Kenyon faculty educate students for this bilingual and bicultural world in a variety of ways. We prepare students in language by offering intensive instruction at the introductory level, by making available advanced language courses, and by encouraging students to study for a semester or year in a Spanish-speaking country. Our many culture and literature courses provide an understanding of the Hispanic world and enhance our students' career opportunities in a culturally pluralistic society.
The pleasure of reading literature in the original language can remain with you for your entire life. It is our goal to have students examine the great works in the various literary genres of Spain and Latin America for their aesthetic and social values and for their contributions to those genres and to an understanding of the human condition.

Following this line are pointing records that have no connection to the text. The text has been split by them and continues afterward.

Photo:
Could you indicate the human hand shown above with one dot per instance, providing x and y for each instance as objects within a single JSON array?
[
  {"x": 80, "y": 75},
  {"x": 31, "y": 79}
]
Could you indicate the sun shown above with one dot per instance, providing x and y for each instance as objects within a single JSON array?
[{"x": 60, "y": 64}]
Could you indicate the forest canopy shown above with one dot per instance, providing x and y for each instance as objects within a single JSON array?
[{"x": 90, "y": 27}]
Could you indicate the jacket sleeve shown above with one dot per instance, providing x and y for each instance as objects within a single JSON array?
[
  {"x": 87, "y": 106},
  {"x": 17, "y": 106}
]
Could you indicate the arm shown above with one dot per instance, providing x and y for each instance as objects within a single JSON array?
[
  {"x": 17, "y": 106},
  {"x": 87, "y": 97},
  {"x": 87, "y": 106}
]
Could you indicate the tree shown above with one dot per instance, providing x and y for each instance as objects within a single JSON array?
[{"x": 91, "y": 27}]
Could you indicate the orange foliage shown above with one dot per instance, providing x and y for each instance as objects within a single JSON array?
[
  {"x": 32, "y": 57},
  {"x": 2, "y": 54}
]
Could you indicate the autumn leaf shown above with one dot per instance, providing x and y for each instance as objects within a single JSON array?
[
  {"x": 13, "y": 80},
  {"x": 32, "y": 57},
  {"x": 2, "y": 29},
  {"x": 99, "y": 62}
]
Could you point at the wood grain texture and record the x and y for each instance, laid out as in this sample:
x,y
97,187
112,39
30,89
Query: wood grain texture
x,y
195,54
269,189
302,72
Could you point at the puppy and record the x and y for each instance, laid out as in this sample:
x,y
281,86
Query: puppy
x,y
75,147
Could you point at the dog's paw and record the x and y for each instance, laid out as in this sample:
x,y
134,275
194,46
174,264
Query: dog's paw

In addition, our aim is to strengthen students' use of the tools of literary and cultural analysis to enable them to apply these methods to the social, political, cultural, and historical realities of the countries of Latin America and of Spain as they are reflected in their cultural and literary production. Among the forms of cultural study we include courses in film, popular culture, national identity, and gender issues.
In a letter published in the Philadelphia Press on August 5, 1883, Walt Whitman showed that he understood the fluidity of the character of the United States, and he foresaw the reality of the 21st century: "We Americans have yet to really learn our own antecedents, and sort them, to unify them. They will be found ampler than has been supposed, and in widely different sources ... To that composite American identity of the future, Spanish character will supply some of the most needed parts."